Market Preview : Of Trends and Such
US - Weekly US Market Preview provided by Steve R. Meyer, Ph.D., Paragon Economics, Inc.Figure 1
IA-MINN MARKET HOG PRICES, WEEKLY

Figure 1 shows weekly Iowa-Minnesota cash hog prices since 1973. The data do not represent the exact same price quotes for that entire period, since USDA has changed the way it reports prices on several occasions. Some adjustments were made to make the series fit together, but I believe they are reasonable adjustments and certainly do not change the long-run nature of the price trends shown.
Trends are one of three normal patterns impacting prices, the other two being seasonal and cyclical patterns. Trends are usually multi-year shifts in price levels, which when compared to the others, are more gradual in nature. Where business cycles and decisions drive cycles, and forces related to seasons (temperature, day length, precipitation, etc.) drive seasonal variation, far more basic forces drive trends.
Figure 2
U.S. F1 HOG SLAUGHTER, WEEKLY

The only three forces that can sustain a price trend are inflation, sustained changes in demand, and costs. Figure 1 shows all of three in one manner or another.
The rising prices of the late ’70s were driven by growth in meat demand and inflation. The lessening of inflation and downward pressure on meat demand caused the flattening of prices in the ’80s and early ’90s. The down trending prices of the late ’90s and early part of this decade were caused by adoption of new technologies that drove down the cost of raising hogs and processing them into pork.
Some would argue with the last point, perhaps saying that the real reason prices fell was packer consolidation, captive hog supplies and a number of other structural “ills” that conspired against hog producers. Those things can happen, but the net effect of such price declines in the absence of cost declines would be a reduction (perhaps a dramatic one) of hog numbers. We know that was not the case as hog numbers and pork production trended steadily upward, even during these years of downward trending prices. Only one thing can allow that result – falling industry costs.
Why has the trend changed?
Again, it’s a combination of the forces that drive trends. The first driver was the meat and pork demand improvement of 2004. Low-carb, high-protein, Atkins-type diets did a world of good for meat demand and got many Americans back in the habit of being carnivores – or at least the natural omnivores that we are!
But demand softened dramatically in 2006, driving prices lower and threatening the newly formed uptrend. The adoption of circovirus vaccines is the kind of technological advancement that usually means lower costs and a downtrend of prices.

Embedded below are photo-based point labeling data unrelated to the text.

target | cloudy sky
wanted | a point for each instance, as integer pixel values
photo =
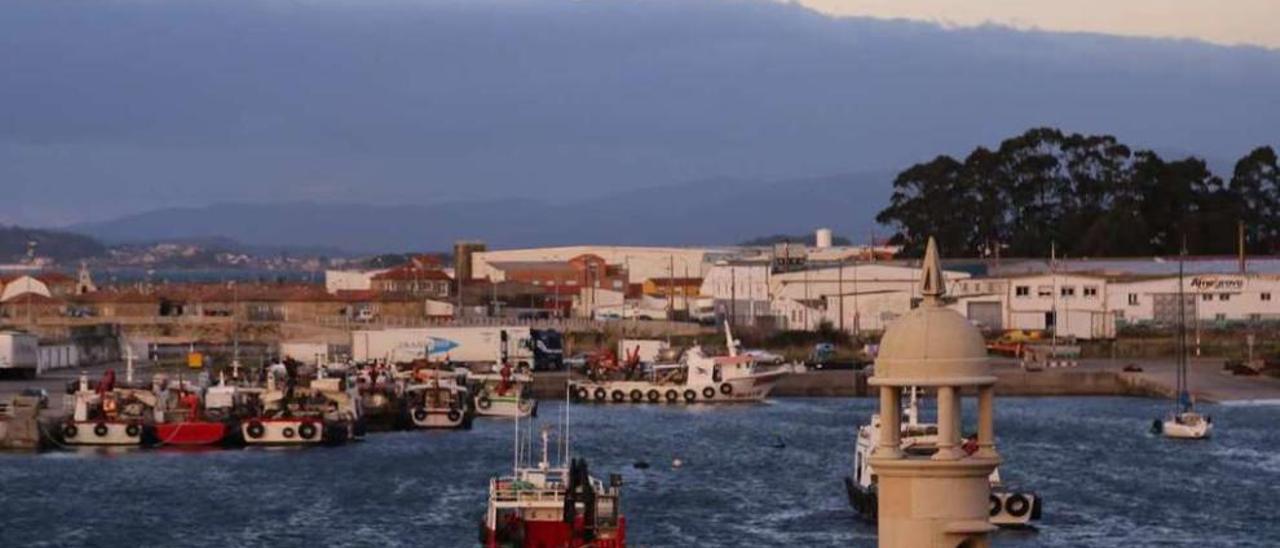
(117, 106)
(1230, 22)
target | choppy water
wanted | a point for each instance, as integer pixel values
(1107, 483)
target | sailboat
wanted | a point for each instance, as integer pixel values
(1183, 421)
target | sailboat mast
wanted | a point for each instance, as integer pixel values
(1182, 327)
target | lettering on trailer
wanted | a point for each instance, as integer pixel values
(433, 346)
(1217, 283)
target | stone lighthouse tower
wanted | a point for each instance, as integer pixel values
(933, 498)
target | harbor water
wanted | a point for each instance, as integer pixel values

But I think it is clear that the increase in the prices of production inputs will offset the higher efficiency we have gained from these effective vaccines.
Higher grain prices are only part of the picture. Fuel, steel, cement, lumber – you name it – it’s higher today than just a couple of years ago. These price increases will moderate and perhaps reverse at some point, but the foreseeable future holds higher costs and, I think, a continuation of the up trend in hog prices. I believe it is very likely that we will see record-high prices in 2010 and beyond.
It doesn’t take a math wizard to see that higher costs and higher prices do not likely add up to any higher profits. Let’s just hope profits remain as good as they have been in the past.
Lest anyone be celebrating last week’s “relatively small” 4.9% year-over-year increase for federally inspected hog slaughter, realize that it is caused by last year’s March surge in slaughter – not a reduction in this year’s slaughter levels. As can be seen in Figure 1, the second week of March 2007 saw a big increase in slaughter, which was driven in part by storm-shortened slaughter runs the prior week.
It now appears that it was also the first evidence of the impact the circovirus vaccines would have. The vaccines were first available for commercial use during the fall of 2006. While not enough vaccine was available to meet demand, it did get used on several hundred thousand pigs (though sometimes at just half the recommended dosage). Those pigs, by all reports, grew much faster than non-vaccinates and reached slaughter earlier. That pulled pigs out of April slaughter and into March and showed up as a surge in March slaughter, then began “tailing off” in April and May. As more and more vaccine became available, slaughter runs began to grow during the summer and then exploded in September – a data commensurate with the full availability of circovirus vaccines in late June and July.
The moral to that story is that we are now comparing slaughter runs of vaccinated pigs to runs of “partially-vaccinated” pigs in 2007. The year-over-year percentages will be smaller, but the actual slaughter totals will still be record-large for the weeks in question.